Rome, 1873. Une prostitute meurt une nuit tard à l'hôpital local. À cet instant, une de ses "collègues" arrive au bordel et commence à crier, à réveiller le voisinage entier et à la police.

Pourquoi ?

Par-ce que sa amie à l'hôpital avait soudainement apparu à elle en flammes, et dissait :

"Je suis damnée !"

Au point du jour, la pauvre fille est partie. Elle savait déjà que cette nuit sa amie avait mort à l'hôpital.

La nouvelle de ces événements est connue partout Rome. En tant que toujours, le sage écoute, et l'idiot rit.






Le vieux général et le compte


En Russie peu avant l'horrible campagne militaire entre Napoleon et la Russie en 1812, deux hommes militaires de haut-rang, un compte et le gouverneur militaire de Moscou et l'autre un général, parolaient au sujet de l'existence de Dieu, de la vie après la mort et de l'enfer. Ils ont fait une "promesse d'honneur" : s'il y avait un enfer, le premier là viendrait pour informer l'autre.

Quelques semaines plus tard, le général est parti pour la guerre. Pendant un matin, le compte était dans le lit, le général s'est soudainement apparu avant lui, pâle, avec sa main droite sur son sein, déclarant :

"Qu'est ce-que faisons-nous maintenant ? Il y a un enfer et je suis là ! Qu'est ce-que nous faisons maintenant?"

Et alors il a disparu.

Le compte a informé aux amis ce que s'était produit.

Deux semaines plus tard, a été reçu à Moscou la nouvelle de que le général était morte dans la bataille sur le même jour et à l'heure même qu'il s'est apparu au compte.
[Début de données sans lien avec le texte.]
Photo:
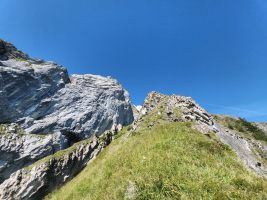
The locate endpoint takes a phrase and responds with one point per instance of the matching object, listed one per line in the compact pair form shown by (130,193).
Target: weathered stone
(36,181)
(41,98)
(178,108)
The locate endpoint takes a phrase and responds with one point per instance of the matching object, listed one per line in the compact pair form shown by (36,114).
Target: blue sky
(214,51)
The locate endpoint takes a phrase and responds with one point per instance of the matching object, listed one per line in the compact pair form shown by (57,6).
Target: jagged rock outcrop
(178,108)
(36,181)
(183,109)
(42,99)
(252,152)
(262,126)
(18,149)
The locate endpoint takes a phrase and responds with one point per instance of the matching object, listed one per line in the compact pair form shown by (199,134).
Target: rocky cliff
(52,109)
(248,141)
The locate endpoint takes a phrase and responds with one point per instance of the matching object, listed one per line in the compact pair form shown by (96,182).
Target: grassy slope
(169,161)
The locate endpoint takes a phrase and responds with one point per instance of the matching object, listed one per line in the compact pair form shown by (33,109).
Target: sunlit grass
(169,161)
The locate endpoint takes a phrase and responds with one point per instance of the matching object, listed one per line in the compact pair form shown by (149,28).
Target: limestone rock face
(18,149)
(262,126)
(42,98)
(35,182)
(53,110)
(178,108)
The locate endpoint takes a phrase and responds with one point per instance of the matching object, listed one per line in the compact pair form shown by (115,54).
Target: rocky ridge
(177,108)
(53,109)
(36,181)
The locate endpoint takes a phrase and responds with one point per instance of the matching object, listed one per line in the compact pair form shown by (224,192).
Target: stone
(53,110)
(36,181)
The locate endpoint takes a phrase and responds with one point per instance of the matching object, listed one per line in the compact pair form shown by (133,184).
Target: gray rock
(41,98)
(262,126)
(36,181)
(18,149)
(178,108)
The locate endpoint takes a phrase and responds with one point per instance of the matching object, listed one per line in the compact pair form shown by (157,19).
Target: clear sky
(212,50)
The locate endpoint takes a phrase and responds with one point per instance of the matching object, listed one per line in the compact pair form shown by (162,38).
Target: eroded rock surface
(36,181)
(53,109)
(252,152)
(177,108)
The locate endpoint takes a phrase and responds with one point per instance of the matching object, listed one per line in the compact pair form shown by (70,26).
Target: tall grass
(169,161)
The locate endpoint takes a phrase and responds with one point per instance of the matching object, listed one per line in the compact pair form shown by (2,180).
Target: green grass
(243,126)
(167,161)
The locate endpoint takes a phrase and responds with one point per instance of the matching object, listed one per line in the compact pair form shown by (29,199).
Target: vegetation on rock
(166,161)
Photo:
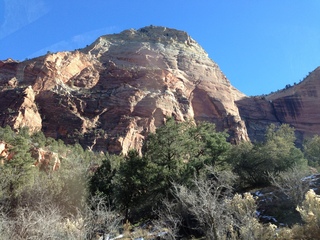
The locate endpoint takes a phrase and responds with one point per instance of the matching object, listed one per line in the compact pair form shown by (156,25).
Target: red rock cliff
(112,93)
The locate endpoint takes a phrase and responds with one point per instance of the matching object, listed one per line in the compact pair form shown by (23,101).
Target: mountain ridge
(112,93)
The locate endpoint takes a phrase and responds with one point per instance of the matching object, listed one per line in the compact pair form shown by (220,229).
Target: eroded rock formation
(296,105)
(112,93)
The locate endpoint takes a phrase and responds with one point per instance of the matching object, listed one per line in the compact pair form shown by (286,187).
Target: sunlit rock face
(112,93)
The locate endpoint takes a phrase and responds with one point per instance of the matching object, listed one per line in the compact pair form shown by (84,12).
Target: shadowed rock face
(297,105)
(111,94)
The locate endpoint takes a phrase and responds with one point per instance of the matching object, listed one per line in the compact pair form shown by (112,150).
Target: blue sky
(260,45)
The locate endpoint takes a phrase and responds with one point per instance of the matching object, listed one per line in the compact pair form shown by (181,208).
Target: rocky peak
(111,94)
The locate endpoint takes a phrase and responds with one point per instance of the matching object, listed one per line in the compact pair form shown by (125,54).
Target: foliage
(254,162)
(312,151)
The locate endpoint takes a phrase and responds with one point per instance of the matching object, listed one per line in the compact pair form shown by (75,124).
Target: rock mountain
(111,94)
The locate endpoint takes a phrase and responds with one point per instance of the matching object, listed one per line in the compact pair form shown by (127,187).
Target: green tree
(101,182)
(311,149)
(131,184)
(255,162)
(18,171)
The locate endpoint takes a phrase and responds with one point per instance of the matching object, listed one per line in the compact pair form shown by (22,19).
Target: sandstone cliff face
(112,93)
(296,105)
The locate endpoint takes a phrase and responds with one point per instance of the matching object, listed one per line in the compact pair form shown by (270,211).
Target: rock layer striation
(111,94)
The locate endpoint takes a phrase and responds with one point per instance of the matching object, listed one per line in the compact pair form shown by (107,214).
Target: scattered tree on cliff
(254,162)
(312,151)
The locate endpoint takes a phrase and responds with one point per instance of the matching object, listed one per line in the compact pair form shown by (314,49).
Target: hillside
(112,93)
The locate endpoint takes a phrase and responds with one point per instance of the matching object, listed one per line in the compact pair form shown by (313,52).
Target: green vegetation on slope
(185,182)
Il avait gardé son mot d'honneur : L'enfer existe.







Le jeune seigneur et sa maîtresse


À Londres pendant l'hiver de 1847-1848, une jeune veuve riche de 20 années s'est soudainement trouvée dans un rapport illicite avec un jeune seigneur.

Une nuite, elle était tombée en sommeil, une lueur vacillante de lumière commence a se développer et augmenter à sa porte. À son étonnement la porte a commencé à s'ouvrir lentement, et il était le jeune seigneur. Il s'est approché, a saisi le poignet gauche, et a sifflé :

"Il y a un enfer."

La douleur dans son poignet était si grand qu'elle avait perdue la conscience.
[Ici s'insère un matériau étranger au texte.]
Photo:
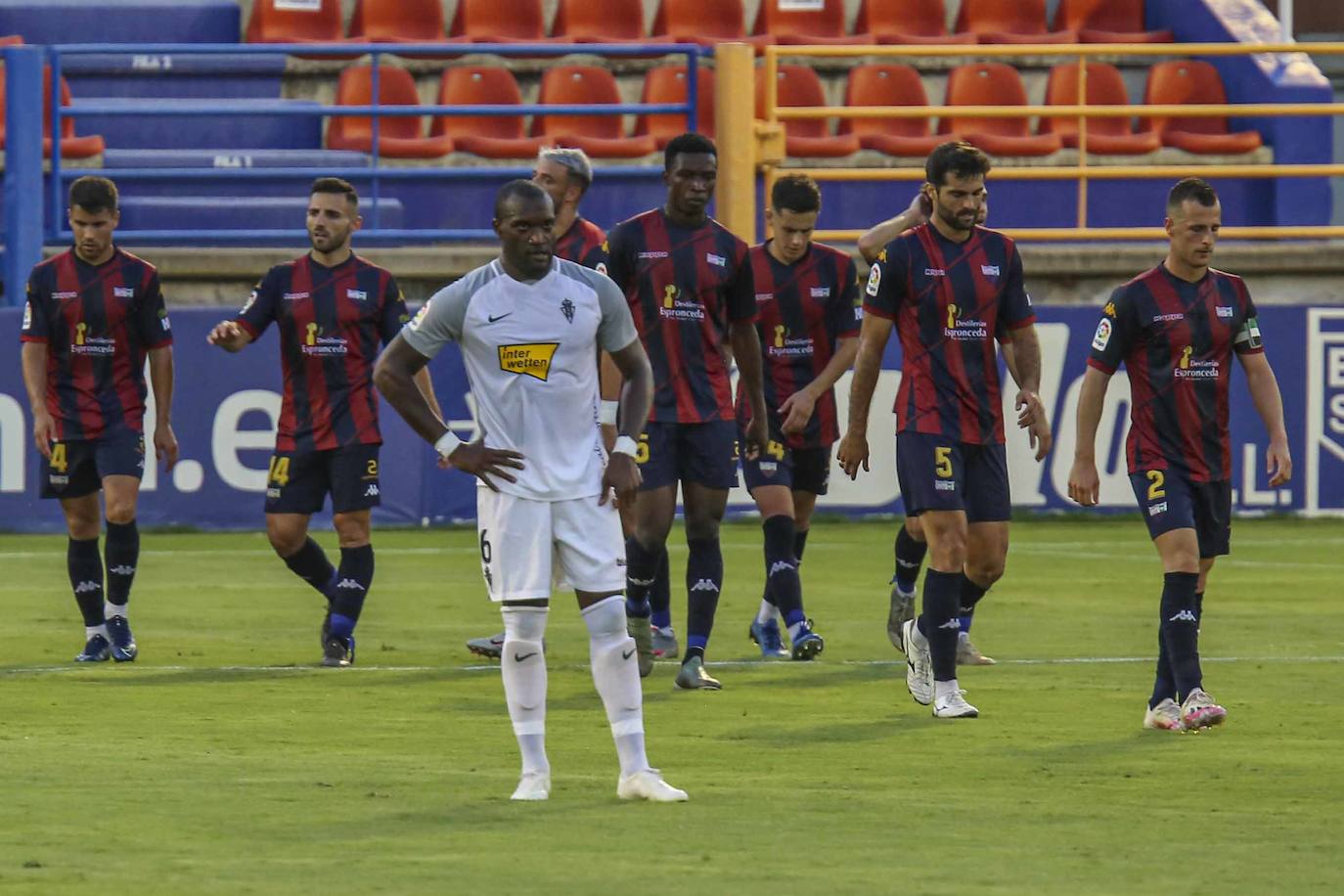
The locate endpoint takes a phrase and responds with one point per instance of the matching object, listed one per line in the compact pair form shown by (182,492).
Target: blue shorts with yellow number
(937,473)
(298,481)
(78,467)
(1170,500)
(701,453)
Quand elle est reveillè, elle avait une brûlure terrible dans son poignet vers le bas à son os.

Le tapis également a été roussi où ses marchepieds étaient venus et avaient disparu.

Le jour suivant elle savait que la nuit avant, son seigneur avait été trouvé ivre et était morte dans des bras de ses domestiques.

Elle apparemment a vécu le reste de sa vie avec sa cicatrice carbonisée comme rappel.